With Stiles that question would have been backed by all the sarcasm a human expression could muster. With Isaac it was just candid curiosity. It threw Scott a little off his intended goal. "No . . . not at all."

"You still love her?" Isaac's candid curiosity had nothing on his tendency for brutal bluntness.

Of course werewolf hearing didn't miss a thing and it was a small house. Sometimes you couldn't help but hear things you weren't meant to hear, even if you weren't trying. And Isaac didn't have the boundaries Scott had set up for himself when it came to using his werewolf abilities.

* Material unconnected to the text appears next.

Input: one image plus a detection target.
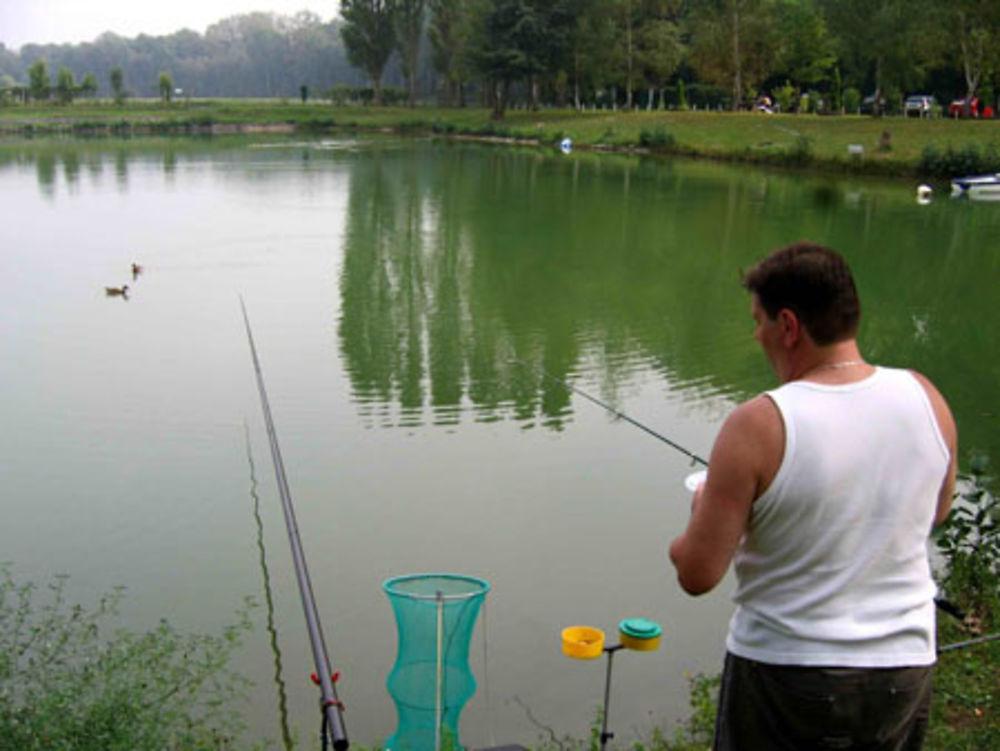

"She's moved on. I need to, too. If you're happy and she's happy, I don't want to get in the way of that. I don't' want there to be a - - thing - - between you, me, her. Not because I'm stuck in a place I can't get out of. I'm not holding grudges, I promise you. You're pack and no matter what, I've got your back."

Pack Isaac would understand.

Isaac was staring at him, intent blue gaze from under half lowered lashes. "What if she hasn't? Moved on?"

Scott blinked at him, the connections between brain and mouth shorting out, Isaac scattering all his well-laid plans with that simple query. He didn't know what to do with it.

"I'm okay with that, you know. I don't mind complication." And when Scott had said it himself, he'd barely believed his own words. When Isaac said it, it was with absolute conviction. "Like you said. Pack."